While talking about some of the composers, he explains aspects of essential elementary music theory in a palatable way that would be intriguing to the amateur, yet he is not talking down to the accomplished musician. In the section about Monteverdi (“The Creator of Modern Music”) he describes meter; in Bach (“Music for Use, Devotion, and Personal Profit”), chromatic harmony. Here, anyone with a rudimentary ability to pick out a D or F-sharp on the piano or another instrument could follow along and hear what he is saying. In Haydn (“I Had to Be Original”), the sonata form and musical motif are detailed.

These are not just dry explanations. In expounding on Schoenberg’s creation of the 12-tone row (“New Languages for a New Century”), Mr. Tommasini says, “Admittedly, Schoenberg’s breakthrough may seem like an intellectual one. Yet for me, the resulting music is inventive and exhilarating.” And he goes on to show how, in his college music classes, he would win over “twelve-tone skeptics.”

Claude Debussy, left, and Igor Stravinsky, friends and collaborators, seen in a photo taken by another composer, Erik Satie, in Paris in 1910. Paul Sacher Foundation

 

He would play a Bach gavotte and a Schoenberg musette (similar kinds of dances). “In every respect, except for the way the pitches were picked, the Schoenberg musette was just like Bach’s piece: the same short-short-long dance rhythm; the same bagpipelike drone characteristic of this seventeenth-century dance; the same skipping, playful character. When the students stopped fretting about the tone rows and just listened, they would hear the elements of Bach’s gavotte in Schoenberg’s stunning formation.” It might make you want to listen and compare the two pieces for yourself!

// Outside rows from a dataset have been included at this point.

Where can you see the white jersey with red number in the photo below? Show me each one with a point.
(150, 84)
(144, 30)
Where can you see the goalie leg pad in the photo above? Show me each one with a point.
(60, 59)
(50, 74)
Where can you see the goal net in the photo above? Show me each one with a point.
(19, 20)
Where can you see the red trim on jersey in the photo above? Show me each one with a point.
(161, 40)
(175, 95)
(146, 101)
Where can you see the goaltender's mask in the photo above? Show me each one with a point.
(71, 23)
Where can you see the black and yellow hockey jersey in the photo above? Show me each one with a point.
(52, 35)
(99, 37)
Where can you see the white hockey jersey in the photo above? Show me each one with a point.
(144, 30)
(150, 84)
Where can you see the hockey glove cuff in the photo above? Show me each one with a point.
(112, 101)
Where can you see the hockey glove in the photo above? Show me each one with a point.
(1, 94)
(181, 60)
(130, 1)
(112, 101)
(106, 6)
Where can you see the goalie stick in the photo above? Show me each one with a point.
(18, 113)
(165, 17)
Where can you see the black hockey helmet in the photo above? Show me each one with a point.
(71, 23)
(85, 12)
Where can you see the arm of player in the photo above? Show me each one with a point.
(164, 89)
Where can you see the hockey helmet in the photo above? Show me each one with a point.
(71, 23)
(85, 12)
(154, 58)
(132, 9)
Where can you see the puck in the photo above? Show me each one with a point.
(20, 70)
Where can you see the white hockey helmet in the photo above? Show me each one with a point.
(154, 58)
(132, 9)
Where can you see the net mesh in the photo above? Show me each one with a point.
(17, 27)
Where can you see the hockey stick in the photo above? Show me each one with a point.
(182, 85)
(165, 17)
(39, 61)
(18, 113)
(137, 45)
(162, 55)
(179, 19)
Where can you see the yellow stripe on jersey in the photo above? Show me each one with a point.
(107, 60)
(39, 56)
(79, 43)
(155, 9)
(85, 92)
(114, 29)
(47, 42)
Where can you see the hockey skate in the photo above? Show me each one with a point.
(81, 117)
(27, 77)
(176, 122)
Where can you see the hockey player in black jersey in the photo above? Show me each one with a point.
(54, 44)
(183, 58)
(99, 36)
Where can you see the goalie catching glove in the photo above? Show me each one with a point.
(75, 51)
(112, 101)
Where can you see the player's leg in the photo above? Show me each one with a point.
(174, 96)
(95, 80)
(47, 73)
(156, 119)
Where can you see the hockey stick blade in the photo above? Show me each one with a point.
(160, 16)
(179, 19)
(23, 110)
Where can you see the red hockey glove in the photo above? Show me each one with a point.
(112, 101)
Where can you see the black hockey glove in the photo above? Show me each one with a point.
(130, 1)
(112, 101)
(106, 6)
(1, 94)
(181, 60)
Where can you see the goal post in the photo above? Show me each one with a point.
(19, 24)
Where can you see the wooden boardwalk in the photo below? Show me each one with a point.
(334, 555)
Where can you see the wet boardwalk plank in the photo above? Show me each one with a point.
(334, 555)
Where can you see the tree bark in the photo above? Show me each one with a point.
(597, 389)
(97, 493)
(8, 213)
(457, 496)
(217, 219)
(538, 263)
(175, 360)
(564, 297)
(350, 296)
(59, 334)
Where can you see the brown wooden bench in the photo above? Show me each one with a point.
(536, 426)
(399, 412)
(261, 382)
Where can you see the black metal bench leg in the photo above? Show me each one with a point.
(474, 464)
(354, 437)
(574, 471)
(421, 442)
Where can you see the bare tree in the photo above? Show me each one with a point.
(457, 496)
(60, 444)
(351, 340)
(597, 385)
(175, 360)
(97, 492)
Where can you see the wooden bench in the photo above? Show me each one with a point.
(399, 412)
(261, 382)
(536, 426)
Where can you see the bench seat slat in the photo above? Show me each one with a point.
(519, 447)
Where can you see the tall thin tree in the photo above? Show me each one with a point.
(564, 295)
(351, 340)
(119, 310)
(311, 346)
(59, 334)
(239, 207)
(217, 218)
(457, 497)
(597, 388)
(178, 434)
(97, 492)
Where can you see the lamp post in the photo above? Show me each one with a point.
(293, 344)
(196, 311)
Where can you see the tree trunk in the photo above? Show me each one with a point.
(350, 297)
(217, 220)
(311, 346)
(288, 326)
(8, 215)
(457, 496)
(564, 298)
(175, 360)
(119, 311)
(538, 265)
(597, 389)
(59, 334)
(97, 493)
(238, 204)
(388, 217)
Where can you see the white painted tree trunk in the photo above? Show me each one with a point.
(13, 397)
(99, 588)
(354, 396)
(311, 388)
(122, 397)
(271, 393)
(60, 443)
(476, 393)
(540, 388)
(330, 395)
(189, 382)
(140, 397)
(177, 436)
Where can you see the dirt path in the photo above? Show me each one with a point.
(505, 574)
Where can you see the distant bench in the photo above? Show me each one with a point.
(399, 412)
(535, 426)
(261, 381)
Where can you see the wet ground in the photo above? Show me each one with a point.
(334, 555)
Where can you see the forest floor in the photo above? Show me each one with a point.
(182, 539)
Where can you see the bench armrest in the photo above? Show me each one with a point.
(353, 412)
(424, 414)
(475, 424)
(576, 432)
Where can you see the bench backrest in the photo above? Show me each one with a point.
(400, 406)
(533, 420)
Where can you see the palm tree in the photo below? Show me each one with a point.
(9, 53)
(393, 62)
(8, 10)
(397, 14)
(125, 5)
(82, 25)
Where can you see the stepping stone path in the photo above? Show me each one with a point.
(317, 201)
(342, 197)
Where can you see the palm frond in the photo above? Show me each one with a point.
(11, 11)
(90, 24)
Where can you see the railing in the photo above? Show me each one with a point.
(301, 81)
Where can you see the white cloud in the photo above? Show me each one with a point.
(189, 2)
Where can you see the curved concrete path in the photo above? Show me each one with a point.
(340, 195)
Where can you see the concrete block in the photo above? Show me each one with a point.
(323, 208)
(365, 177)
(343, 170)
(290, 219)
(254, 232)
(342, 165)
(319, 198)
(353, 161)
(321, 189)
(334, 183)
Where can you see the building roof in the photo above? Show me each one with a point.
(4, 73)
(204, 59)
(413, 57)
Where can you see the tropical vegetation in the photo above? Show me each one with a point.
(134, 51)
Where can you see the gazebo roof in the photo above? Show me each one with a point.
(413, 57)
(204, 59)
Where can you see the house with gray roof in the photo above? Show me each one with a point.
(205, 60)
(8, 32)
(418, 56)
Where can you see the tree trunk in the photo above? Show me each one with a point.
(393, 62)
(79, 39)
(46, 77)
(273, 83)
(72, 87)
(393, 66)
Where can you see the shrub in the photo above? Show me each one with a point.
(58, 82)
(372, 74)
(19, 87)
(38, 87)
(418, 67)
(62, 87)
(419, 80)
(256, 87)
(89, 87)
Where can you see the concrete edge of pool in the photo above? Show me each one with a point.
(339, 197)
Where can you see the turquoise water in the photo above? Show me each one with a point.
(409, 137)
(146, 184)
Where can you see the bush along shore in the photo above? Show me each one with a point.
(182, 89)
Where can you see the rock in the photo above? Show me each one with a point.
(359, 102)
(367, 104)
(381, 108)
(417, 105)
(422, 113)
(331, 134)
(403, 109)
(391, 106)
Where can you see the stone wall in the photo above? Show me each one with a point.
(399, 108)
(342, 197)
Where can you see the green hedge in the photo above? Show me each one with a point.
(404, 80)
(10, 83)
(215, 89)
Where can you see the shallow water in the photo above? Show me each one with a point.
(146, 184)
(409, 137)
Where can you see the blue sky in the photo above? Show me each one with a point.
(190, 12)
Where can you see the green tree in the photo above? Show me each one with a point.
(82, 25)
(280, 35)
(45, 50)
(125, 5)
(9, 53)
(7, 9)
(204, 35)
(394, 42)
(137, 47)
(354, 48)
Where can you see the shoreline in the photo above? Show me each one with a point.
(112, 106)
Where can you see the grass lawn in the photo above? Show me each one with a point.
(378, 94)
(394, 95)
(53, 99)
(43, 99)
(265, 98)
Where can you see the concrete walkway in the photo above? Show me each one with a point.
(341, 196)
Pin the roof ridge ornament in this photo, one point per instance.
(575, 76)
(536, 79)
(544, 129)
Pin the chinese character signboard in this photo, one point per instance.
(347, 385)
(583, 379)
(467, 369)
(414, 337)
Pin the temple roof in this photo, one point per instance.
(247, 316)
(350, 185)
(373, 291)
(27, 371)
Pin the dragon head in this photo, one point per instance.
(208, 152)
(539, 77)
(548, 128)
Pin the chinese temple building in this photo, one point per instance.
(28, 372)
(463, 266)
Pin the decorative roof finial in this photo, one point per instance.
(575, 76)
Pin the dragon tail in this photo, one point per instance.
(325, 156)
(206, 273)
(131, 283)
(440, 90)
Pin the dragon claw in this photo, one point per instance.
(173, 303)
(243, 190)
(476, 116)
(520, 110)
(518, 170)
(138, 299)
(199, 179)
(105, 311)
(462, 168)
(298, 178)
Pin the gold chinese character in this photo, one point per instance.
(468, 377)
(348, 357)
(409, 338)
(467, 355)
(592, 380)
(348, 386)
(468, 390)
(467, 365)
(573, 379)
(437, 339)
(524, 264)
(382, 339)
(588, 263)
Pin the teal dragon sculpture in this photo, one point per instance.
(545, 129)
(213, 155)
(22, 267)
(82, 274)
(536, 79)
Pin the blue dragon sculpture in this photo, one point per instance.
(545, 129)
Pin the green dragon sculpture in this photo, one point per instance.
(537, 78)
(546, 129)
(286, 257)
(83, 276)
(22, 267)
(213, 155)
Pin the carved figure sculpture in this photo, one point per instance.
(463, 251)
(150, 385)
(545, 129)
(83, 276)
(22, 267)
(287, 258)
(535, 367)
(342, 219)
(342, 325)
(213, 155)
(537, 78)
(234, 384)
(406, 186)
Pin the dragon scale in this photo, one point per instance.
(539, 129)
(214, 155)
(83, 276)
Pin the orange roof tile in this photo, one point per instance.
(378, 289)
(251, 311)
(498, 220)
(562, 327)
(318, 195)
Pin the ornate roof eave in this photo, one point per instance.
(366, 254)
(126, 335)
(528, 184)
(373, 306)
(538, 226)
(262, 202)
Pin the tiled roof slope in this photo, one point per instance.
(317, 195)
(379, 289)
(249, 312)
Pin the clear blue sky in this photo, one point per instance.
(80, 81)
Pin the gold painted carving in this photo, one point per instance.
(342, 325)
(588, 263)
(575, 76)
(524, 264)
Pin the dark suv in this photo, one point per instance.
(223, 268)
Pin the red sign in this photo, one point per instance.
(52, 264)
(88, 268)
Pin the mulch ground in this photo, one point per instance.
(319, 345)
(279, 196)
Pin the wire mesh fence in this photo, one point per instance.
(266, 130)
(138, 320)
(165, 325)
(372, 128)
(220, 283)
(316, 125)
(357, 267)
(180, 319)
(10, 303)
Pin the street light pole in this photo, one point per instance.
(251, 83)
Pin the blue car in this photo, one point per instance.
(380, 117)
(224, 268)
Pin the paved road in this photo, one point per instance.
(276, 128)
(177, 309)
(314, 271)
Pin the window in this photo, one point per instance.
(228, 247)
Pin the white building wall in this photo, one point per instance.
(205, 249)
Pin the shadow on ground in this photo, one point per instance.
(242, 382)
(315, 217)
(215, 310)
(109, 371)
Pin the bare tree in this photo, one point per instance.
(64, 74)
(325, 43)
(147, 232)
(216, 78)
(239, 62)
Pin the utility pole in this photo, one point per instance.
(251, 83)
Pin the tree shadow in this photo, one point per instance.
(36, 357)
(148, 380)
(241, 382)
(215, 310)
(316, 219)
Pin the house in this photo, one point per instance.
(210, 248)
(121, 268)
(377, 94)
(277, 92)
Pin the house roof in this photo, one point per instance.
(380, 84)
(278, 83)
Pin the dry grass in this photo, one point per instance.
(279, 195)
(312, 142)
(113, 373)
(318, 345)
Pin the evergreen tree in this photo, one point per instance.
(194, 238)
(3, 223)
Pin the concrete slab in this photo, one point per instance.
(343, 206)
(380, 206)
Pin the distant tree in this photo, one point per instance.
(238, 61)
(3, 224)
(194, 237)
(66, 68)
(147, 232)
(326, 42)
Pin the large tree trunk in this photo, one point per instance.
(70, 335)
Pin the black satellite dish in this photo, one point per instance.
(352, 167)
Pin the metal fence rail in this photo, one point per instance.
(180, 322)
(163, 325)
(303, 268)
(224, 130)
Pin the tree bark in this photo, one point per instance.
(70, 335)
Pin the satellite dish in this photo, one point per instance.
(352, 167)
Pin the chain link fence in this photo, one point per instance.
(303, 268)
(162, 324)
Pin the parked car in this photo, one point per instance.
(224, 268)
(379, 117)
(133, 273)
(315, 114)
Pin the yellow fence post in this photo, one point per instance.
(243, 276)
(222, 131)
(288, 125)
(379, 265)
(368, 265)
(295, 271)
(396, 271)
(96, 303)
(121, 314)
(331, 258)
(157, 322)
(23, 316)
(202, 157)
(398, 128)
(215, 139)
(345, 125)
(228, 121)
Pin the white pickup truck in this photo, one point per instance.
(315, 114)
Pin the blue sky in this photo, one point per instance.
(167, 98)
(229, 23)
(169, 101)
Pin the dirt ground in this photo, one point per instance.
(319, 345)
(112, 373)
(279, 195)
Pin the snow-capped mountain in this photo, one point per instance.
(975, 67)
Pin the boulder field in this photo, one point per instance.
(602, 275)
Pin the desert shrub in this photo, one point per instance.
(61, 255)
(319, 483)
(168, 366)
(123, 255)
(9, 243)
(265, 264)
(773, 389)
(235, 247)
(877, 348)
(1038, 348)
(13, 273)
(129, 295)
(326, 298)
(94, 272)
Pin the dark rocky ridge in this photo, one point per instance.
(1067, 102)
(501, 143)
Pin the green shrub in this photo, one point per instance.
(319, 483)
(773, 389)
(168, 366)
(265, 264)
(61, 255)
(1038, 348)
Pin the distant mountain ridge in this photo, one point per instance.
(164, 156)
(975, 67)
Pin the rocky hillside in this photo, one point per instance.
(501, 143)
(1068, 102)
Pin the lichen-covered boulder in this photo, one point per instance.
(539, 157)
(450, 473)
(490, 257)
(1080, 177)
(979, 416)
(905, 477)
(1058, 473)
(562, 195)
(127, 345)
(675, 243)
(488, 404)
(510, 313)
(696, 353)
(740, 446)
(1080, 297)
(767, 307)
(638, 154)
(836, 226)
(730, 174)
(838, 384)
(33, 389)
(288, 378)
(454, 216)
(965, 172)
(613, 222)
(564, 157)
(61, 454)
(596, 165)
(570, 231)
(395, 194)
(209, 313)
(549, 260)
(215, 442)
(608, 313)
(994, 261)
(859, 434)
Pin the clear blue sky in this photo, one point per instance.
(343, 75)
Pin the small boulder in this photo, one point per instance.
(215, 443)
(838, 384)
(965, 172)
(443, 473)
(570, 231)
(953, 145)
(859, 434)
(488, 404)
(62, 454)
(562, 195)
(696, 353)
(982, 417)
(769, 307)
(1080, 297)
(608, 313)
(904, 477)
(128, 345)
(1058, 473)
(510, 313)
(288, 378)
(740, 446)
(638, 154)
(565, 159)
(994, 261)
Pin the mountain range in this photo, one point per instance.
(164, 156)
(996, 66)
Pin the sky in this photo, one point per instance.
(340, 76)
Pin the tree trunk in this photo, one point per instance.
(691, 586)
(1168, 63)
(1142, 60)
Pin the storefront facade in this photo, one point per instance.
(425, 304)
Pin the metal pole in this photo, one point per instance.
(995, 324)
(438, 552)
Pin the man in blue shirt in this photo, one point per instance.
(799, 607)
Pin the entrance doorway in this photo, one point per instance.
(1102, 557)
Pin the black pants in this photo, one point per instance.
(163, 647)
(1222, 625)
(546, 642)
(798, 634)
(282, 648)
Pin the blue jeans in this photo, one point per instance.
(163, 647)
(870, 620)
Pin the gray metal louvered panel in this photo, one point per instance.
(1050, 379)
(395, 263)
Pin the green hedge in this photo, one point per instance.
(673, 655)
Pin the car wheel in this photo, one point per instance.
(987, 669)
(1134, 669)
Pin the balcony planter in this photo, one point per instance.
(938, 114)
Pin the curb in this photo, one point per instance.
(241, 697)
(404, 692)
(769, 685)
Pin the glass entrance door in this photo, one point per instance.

These are just a few examples of how Mr. Tommasini enriches the basic stories of the composers’ complex lives and the place of their works in the evolution of music with his memories and perspectives, makes clear why they were chosen for his pantheon, and engagingly captures the essence of music in words. Other masters not already mentioned who are included are Handel, Haydn, Beethoven, Schubert, Schumann, Verdi, Wagner, Brahms, Puccini, Stravinsky, and Bartok.

The essays are presented chronologically, but the book, at 439 pages, doesn’t have to be read through in order. You might choose certain sections or composers, or use it as a refreshing reference if you are going to hear or learn a particular work. Or, select a few composers who are familiar to you and some who are less so.

There is an appendix of recommended recordings, with a sentence or two about why each one was chosen, which could be used along with reading. Although it is short (“frustratingly selective,” he says of the instrumental and choral list), it would give untold hours of listening.

Although I am a classical musician and classical music writer, there is much among the treasures that I am not well acquainted with. Mr. Tommasini’s engrossing accounts of some of these unfamiliar works makes me want to look into that territory. Anyone interested in exploring the repertoire would find “The Indispensable Composers” a valuable, informative, and entertaining companion on the journey.


Anthony Tommasini spends summers in Amagansett. “The Indispensable Composers” recently came out in paperback.